Beyond television, the drug companies have spent hundreds of thousands on
consultants, including inking former San Francisco mayor and Assembly
Speaker Willie Brown to a $350,000 contract.

Brown’s consulting deal alone represents more than double the total amount
raised by the promoters of Proposition 79, whose campaign, as of the latest
filing deadline, was $50,000 in debt.

In contrast, the pharmaceutical industry has spent $49 million and has $31
million left in the bank.

"We know we will be outspent and we will be outspent exponentially," said
Wright. "But we do think that if voters get the simple fact that one is a
voluntary measure sponsored by drug companies and one would be a mandatory
program sponsored by consumer groups, that will be enough."

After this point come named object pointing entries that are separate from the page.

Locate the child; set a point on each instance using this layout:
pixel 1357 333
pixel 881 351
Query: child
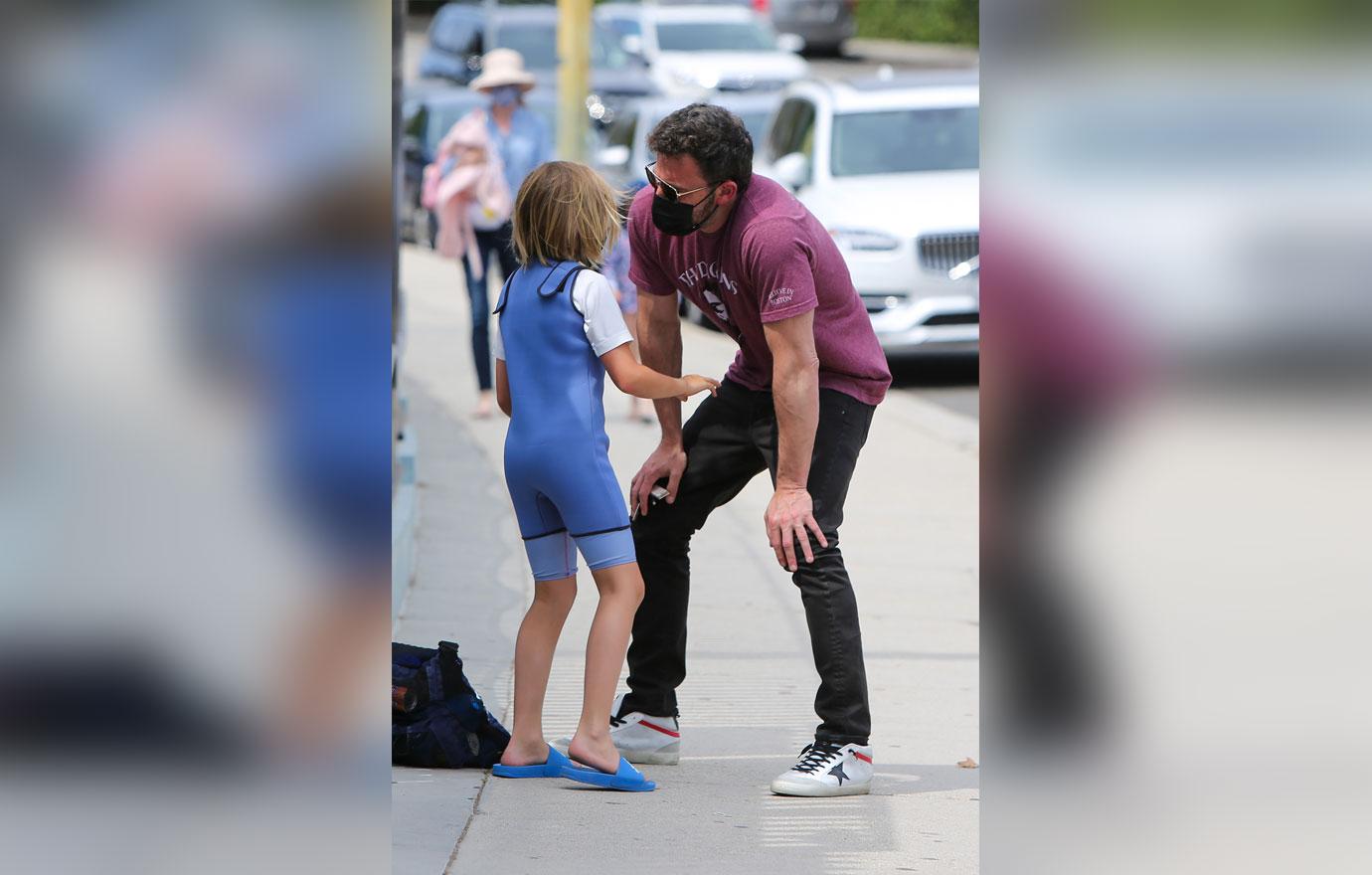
pixel 560 332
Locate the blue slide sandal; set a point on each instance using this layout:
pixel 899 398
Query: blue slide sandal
pixel 553 769
pixel 627 778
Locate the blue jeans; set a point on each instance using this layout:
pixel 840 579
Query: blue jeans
pixel 487 242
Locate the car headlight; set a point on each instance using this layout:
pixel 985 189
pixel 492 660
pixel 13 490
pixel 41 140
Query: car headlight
pixel 863 241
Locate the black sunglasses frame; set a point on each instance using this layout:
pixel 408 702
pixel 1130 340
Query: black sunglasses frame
pixel 671 194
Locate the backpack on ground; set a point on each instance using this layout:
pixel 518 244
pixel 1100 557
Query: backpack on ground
pixel 437 720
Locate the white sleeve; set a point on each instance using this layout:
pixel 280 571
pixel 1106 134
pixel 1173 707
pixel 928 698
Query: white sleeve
pixel 596 302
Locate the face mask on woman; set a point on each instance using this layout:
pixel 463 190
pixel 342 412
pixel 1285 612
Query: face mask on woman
pixel 505 94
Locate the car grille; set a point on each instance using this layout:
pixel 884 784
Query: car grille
pixel 750 84
pixel 946 252
pixel 953 318
pixel 880 302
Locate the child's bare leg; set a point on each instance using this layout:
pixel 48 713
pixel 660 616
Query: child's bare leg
pixel 533 660
pixel 620 593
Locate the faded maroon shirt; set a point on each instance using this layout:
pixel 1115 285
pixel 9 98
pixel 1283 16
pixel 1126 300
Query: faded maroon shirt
pixel 772 261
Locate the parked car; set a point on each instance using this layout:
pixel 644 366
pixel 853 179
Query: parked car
pixel 822 24
pixel 429 111
pixel 891 167
pixel 693 50
pixel 461 33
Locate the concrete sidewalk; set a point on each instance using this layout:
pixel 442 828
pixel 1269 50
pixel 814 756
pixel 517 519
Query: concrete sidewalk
pixel 910 538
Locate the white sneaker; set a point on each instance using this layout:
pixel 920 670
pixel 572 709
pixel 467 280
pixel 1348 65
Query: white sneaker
pixel 827 770
pixel 642 740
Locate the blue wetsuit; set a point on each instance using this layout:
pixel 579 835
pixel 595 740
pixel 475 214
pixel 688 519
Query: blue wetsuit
pixel 556 451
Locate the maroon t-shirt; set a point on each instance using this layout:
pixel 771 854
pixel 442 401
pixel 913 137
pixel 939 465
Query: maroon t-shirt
pixel 772 261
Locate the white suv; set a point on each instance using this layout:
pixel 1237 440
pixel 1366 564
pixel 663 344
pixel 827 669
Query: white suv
pixel 891 167
pixel 694 50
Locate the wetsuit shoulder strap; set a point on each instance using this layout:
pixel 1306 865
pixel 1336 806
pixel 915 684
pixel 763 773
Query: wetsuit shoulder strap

To gain public attention on a shoestring budget, the Yes on 79 team recently
launched an online ad contest and has leafleted movie-goers of The Constant
Gardener, a film, they say, is about the evils of big drug makers. The AIDS
Healthcare Foundation recently produced an ad on behalf of the campaign, and
bought television time, albeit very little.

But as the pharmaceutical companies prepare unload millions more into
television advertisements, Republican strategist Dan Schnur warns that, "you
do reach a point of diminishing returns."

"At a certain point, you reach the political equivalent of making the rubble
bounce," says Schnur.

But even if the pharmaceutical companies are now getting less bang for their
buck, labor will have to make a serious investment to tell its side of the
story. Current estimates are that a weeklong statewide television ad buy
will cost more than $4 million in the weeks leading up to the special
election.

"No decision has been made as far as monetary contributions from the
Alliance to the 79 campaign," Sarah Leonard, spokeswoman for the Alliance
for a Better California, the union-coalition aligned against Gov. Arnold
Schwarzenegger.

So far, the Yes on 79 campaign has received nearly all non-monetary
contributions from the Alliance and other union groups. The lone monetary
contribution the campaign received, as of the latest reporting period, was
from a Bay Area psychiatrist Robert F. Harris, who donated $100.

"We believe we will have the resources to get our message out," says Wright,
pausing as if wishing would make it true. "At the end of the day, voters
won’t believe self-interested advertisements by the drug companies."